Este septiembre es un mes de homenaje a una figura tan potente como inasible, dueña de una disidencia intuitiva y autora de la obra más emocionante en nuestra lengua. Septiembre, el mes en que empezó su obra y terminó su vida. El sábado son tres expresiones las que se unen para armar un mapa de su pensamiento, de sus ideas, un espectáculo interdisciplinario inspirado en la obra de Alejandra Pizarnik, centrado en las crónicas y testimonios de su vida.
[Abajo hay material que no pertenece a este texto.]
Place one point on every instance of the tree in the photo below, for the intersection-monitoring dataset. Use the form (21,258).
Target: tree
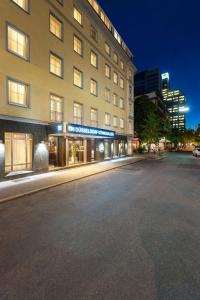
(151,130)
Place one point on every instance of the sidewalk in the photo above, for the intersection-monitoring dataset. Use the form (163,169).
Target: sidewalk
(25,186)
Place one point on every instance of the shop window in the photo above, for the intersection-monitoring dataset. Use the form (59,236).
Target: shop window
(18,151)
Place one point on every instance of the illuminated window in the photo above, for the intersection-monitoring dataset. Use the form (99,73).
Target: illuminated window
(94,34)
(121,123)
(115,57)
(107,71)
(56,65)
(93,59)
(78,45)
(18,42)
(115,79)
(78,16)
(122,65)
(78,113)
(107,94)
(107,119)
(78,78)
(93,87)
(94,117)
(121,83)
(107,49)
(115,99)
(56,26)
(121,103)
(18,93)
(115,121)
(24,4)
(56,108)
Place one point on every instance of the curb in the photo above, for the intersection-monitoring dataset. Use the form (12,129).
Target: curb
(4,200)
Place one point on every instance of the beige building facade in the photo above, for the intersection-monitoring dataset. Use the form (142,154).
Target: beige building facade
(66,85)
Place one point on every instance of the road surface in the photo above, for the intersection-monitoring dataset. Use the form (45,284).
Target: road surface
(131,233)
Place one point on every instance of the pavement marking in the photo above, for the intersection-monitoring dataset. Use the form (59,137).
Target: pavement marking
(3,200)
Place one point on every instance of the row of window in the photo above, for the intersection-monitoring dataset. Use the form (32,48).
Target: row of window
(57,29)
(18,44)
(18,93)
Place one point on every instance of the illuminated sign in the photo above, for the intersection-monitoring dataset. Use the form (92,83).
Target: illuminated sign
(165,76)
(79,129)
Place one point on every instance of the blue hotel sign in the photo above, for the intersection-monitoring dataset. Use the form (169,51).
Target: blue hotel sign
(79,129)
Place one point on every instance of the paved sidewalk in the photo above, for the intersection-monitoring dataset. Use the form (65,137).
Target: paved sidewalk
(24,186)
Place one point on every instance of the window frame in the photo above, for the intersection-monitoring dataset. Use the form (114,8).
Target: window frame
(76,36)
(24,10)
(8,24)
(55,95)
(62,64)
(80,87)
(62,26)
(27,106)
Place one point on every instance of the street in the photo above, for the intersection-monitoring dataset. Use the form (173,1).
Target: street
(130,233)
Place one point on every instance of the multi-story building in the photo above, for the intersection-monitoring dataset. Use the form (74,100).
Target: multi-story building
(175,102)
(66,85)
(147,81)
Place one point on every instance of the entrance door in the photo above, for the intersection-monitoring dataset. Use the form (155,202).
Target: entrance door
(76,152)
(18,151)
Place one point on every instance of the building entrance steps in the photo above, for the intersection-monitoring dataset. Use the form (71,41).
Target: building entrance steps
(17,188)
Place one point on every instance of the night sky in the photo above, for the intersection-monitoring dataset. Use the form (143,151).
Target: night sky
(163,34)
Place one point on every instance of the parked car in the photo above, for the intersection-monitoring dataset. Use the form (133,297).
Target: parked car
(196,152)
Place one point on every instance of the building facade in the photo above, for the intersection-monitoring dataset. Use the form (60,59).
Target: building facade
(147,81)
(66,85)
(176,104)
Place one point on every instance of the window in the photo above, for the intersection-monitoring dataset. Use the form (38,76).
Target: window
(56,65)
(115,57)
(94,34)
(121,83)
(115,121)
(115,79)
(17,42)
(121,122)
(93,87)
(121,103)
(107,94)
(94,117)
(56,26)
(56,108)
(78,78)
(18,93)
(78,113)
(107,71)
(94,59)
(107,49)
(24,4)
(115,99)
(107,119)
(78,45)
(78,16)
(122,65)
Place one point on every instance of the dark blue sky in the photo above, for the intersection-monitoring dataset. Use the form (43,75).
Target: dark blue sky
(163,34)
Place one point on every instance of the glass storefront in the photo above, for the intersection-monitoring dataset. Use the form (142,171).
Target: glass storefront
(76,152)
(18,151)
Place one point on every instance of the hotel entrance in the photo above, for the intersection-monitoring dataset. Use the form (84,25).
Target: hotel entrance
(18,151)
(76,152)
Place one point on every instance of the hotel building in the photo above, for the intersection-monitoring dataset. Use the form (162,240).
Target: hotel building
(176,104)
(66,85)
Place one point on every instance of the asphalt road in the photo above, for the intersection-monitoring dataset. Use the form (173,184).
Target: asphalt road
(131,233)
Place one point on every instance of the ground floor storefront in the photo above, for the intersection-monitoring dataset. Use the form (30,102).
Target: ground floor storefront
(36,147)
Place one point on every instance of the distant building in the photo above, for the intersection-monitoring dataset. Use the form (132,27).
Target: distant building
(147,81)
(175,102)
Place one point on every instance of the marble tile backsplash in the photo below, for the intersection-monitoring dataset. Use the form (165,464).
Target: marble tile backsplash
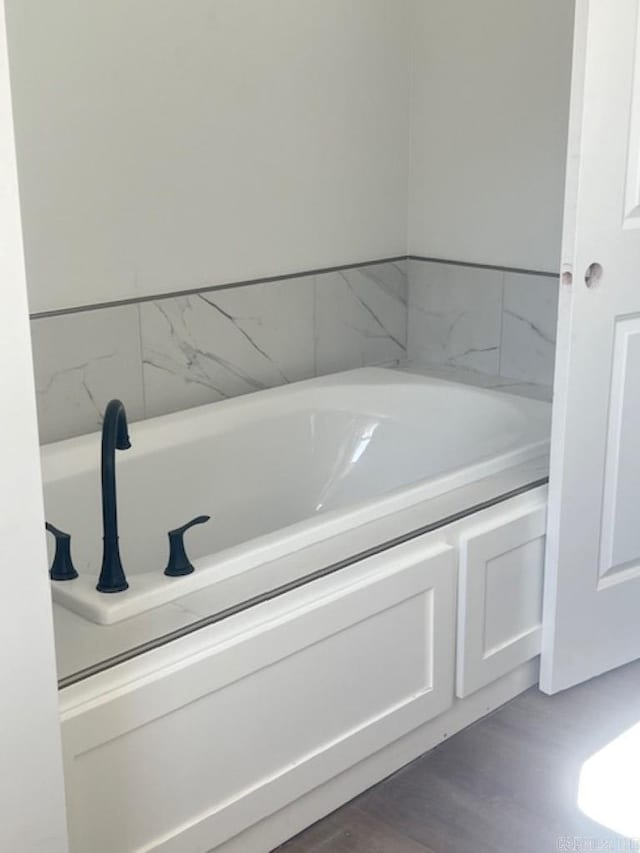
(173,353)
(491,321)
(183,351)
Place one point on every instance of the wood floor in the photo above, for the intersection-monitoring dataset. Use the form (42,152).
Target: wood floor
(507,784)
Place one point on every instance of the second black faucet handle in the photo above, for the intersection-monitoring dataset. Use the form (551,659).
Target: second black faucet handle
(62,568)
(179,564)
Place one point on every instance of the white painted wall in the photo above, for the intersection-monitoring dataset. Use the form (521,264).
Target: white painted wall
(490,107)
(31,785)
(166,145)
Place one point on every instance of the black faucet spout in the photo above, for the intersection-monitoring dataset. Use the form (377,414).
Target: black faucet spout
(115,436)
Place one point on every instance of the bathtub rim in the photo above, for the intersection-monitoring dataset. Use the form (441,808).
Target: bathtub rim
(532,479)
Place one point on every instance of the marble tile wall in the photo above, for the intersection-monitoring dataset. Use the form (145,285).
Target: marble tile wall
(183,351)
(491,321)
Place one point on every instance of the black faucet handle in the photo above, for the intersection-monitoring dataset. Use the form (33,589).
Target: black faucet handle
(62,568)
(179,564)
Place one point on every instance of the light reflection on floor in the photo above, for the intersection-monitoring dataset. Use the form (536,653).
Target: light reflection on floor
(609,785)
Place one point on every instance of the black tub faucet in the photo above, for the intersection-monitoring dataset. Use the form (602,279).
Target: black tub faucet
(115,436)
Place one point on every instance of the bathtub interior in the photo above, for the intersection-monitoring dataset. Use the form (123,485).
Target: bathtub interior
(283,457)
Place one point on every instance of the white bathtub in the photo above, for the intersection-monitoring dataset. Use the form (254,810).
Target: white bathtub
(277,471)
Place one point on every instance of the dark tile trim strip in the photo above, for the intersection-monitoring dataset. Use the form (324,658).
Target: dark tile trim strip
(541,273)
(136,300)
(68,680)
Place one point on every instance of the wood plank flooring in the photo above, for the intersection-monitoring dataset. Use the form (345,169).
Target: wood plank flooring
(507,784)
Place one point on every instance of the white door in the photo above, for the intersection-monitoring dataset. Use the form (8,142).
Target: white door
(32,818)
(592,581)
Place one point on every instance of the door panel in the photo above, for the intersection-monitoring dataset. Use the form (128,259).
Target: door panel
(592,583)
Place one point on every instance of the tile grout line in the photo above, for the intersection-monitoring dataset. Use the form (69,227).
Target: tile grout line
(500,344)
(139,300)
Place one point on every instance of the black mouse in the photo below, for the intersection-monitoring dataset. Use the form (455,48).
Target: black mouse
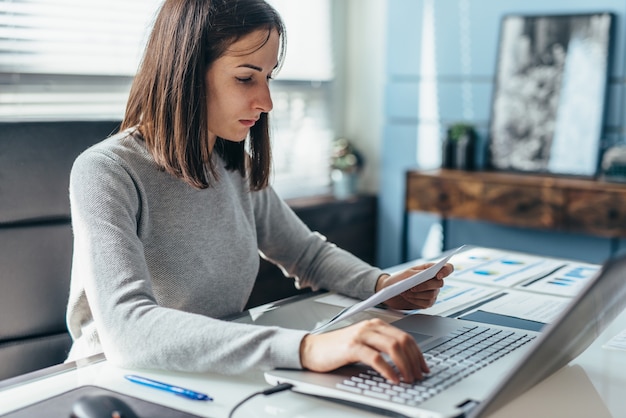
(102,406)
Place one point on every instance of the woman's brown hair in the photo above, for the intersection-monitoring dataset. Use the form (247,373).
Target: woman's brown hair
(167,100)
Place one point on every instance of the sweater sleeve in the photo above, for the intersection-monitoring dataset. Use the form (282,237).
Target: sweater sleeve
(306,255)
(112,303)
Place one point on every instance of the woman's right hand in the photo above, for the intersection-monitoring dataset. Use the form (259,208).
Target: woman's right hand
(365,342)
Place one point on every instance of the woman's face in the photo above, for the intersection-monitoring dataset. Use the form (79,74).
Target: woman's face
(238,86)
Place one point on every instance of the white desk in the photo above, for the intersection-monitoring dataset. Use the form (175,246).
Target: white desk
(593,385)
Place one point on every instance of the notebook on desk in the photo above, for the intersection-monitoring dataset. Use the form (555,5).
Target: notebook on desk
(475,368)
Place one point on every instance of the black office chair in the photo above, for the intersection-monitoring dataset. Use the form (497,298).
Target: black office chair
(36,238)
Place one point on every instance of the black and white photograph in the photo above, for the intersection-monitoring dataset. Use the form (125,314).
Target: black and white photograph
(549,96)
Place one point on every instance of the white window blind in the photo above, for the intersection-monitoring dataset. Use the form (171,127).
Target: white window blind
(75,60)
(86,37)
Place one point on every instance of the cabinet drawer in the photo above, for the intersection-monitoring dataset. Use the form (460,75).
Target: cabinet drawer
(597,212)
(523,206)
(460,199)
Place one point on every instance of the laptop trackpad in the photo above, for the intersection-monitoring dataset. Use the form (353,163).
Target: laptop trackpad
(419,337)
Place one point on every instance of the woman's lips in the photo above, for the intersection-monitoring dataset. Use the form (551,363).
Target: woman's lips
(248,122)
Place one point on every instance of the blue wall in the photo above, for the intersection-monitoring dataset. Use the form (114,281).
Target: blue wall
(466,36)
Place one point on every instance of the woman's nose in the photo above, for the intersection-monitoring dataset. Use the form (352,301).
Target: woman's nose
(264,99)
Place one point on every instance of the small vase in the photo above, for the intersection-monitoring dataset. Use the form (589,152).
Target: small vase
(343,184)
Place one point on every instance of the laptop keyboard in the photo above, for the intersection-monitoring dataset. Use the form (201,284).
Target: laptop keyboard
(456,356)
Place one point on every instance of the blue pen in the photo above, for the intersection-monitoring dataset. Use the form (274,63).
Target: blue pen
(187,393)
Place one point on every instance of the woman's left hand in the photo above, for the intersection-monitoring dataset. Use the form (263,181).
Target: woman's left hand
(421,296)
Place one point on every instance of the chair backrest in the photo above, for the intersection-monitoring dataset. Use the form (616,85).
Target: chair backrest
(36,238)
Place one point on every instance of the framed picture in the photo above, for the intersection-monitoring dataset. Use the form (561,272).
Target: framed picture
(550,93)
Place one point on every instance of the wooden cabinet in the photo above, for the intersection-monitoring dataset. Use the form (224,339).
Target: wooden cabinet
(529,201)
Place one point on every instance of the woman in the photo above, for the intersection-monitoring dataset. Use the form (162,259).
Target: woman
(170,214)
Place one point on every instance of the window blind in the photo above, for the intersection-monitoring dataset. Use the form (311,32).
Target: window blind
(75,60)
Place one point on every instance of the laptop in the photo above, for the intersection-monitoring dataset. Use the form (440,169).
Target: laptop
(479,382)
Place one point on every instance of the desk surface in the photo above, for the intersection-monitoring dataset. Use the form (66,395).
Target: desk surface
(593,384)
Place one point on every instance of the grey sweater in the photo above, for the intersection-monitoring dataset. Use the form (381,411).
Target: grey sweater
(156,261)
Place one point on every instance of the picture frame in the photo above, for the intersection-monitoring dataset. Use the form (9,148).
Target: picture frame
(549,99)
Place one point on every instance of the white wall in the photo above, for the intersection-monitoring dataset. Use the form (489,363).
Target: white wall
(362,77)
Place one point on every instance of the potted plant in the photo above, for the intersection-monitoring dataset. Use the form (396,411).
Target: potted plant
(459,147)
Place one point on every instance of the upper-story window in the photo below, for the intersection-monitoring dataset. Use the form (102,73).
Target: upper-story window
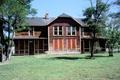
(57,30)
(71,30)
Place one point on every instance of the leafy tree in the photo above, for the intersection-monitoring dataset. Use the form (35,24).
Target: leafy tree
(113,36)
(95,19)
(12,15)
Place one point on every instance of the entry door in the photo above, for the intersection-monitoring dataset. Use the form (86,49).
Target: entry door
(31,47)
(71,44)
(58,44)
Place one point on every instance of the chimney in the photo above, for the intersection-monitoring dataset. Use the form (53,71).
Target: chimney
(46,16)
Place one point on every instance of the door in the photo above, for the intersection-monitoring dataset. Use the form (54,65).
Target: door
(31,47)
(58,44)
(71,44)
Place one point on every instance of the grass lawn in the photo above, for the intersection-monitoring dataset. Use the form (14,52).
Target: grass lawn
(61,67)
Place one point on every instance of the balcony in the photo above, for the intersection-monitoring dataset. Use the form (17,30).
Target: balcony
(88,34)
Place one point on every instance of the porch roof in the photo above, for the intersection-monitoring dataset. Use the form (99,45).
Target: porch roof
(41,21)
(29,37)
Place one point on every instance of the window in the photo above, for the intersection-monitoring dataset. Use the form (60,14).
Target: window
(71,30)
(57,30)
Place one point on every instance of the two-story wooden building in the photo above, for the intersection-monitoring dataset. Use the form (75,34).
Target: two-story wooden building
(63,34)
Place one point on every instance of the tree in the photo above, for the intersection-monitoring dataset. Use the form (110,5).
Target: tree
(112,38)
(95,19)
(12,14)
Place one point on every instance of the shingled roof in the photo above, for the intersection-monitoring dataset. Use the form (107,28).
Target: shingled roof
(41,21)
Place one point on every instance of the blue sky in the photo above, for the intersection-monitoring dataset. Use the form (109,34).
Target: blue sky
(56,7)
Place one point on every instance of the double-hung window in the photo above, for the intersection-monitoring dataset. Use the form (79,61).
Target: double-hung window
(71,30)
(57,30)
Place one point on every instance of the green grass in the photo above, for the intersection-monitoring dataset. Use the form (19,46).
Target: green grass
(61,67)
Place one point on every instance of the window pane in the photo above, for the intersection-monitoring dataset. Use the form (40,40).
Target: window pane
(73,30)
(55,30)
(69,30)
(60,30)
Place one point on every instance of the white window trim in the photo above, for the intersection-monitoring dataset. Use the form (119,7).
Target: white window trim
(57,31)
(71,29)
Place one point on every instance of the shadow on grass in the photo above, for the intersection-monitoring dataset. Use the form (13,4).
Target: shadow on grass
(76,58)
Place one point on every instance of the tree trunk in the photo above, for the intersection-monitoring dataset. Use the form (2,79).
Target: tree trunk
(92,44)
(110,51)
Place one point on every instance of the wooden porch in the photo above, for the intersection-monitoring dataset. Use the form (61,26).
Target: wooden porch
(30,46)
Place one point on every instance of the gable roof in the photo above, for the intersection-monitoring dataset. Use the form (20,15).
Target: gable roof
(41,21)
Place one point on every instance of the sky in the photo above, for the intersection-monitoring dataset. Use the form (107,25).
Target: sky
(54,8)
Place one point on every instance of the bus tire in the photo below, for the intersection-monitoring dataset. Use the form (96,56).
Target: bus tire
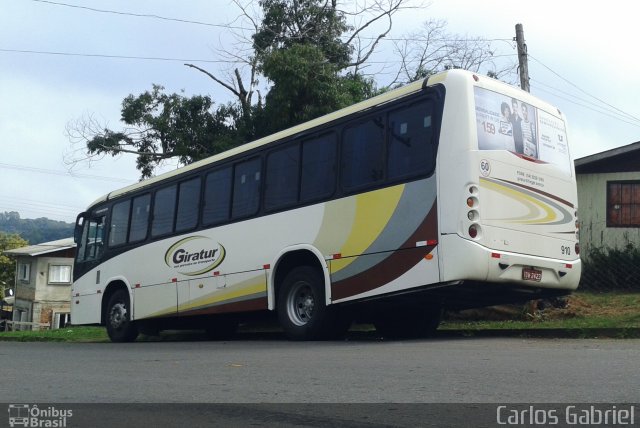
(409,324)
(120,327)
(302,312)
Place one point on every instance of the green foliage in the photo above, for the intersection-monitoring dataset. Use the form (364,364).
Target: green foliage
(605,269)
(300,50)
(7,264)
(37,230)
(163,126)
(307,86)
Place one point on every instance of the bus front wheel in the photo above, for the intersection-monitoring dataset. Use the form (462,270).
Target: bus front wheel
(120,327)
(301,307)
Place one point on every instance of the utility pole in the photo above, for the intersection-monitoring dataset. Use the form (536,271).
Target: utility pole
(523,67)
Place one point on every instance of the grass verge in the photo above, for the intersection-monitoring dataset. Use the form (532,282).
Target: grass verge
(585,315)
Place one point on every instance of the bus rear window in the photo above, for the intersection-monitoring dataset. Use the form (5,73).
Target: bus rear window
(505,123)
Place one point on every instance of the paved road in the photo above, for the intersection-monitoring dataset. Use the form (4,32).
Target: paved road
(444,370)
(268,370)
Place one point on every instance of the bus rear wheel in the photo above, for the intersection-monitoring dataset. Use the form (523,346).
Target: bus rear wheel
(301,307)
(120,327)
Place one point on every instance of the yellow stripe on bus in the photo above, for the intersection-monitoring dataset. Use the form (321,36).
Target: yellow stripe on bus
(373,212)
(533,217)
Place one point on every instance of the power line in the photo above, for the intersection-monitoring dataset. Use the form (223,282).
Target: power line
(238,27)
(139,15)
(595,107)
(630,116)
(111,56)
(604,113)
(62,173)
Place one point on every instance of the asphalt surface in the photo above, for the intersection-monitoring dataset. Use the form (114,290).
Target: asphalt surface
(263,380)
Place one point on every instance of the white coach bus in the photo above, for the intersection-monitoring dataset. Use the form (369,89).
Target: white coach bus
(457,191)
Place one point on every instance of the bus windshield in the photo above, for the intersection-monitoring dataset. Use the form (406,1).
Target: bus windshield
(506,123)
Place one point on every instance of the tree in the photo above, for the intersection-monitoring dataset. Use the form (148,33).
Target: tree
(162,126)
(7,264)
(311,53)
(433,49)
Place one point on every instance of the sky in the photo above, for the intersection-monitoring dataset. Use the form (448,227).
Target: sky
(581,59)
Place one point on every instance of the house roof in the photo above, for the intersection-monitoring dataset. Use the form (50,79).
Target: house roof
(621,159)
(44,248)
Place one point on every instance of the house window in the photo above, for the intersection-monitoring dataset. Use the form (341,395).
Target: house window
(60,320)
(24,271)
(59,274)
(623,204)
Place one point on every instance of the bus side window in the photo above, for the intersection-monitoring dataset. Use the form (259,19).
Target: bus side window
(92,239)
(362,154)
(281,188)
(188,205)
(410,146)
(119,225)
(319,157)
(164,208)
(246,188)
(217,196)
(139,218)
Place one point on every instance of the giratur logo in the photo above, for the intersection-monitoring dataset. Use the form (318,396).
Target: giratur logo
(195,255)
(27,415)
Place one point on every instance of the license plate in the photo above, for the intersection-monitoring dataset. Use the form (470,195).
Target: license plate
(531,274)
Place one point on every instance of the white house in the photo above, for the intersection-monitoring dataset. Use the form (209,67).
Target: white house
(43,282)
(609,198)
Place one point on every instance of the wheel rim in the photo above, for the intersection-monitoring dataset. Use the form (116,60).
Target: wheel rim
(301,303)
(118,315)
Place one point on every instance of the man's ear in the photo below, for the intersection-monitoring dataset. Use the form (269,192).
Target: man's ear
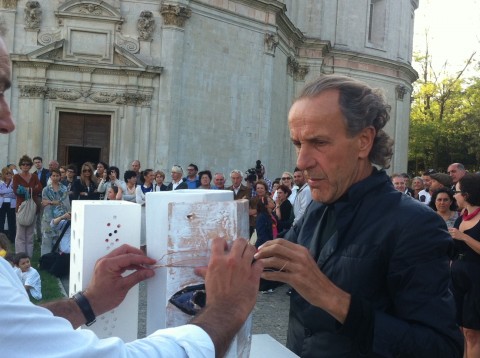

Es un viaje que une la pintura y la música, uniendo timbres y colores, mezclando el sonido de un quinteto de cuerdas con diseños sonoros y movimientos que van desde la música cinematográfica a la música electroacústica experimental. Añaden así otra lectura de su obra uniendo lo privado a lo público. “Recordar que el viernes me sentí ángel. Locura furiosa. Y fue a causa de mi enorme silencio interno, de mi éxtasis, de mi volar mientras hacía paquetes en la sección Expedición. Y el sábado vino una voz que me dijo: Tú nunca morirás” escribía Alejandra en 1960. “Una sola cosa sé: llegará la tranquilidad y llegará la paz. Y algún día no me importará nada”. l
Pizarnik, insólita belleza: Sábado 2 de septiembre a las 21 en Caras y Caretas, Sarmiento 2037.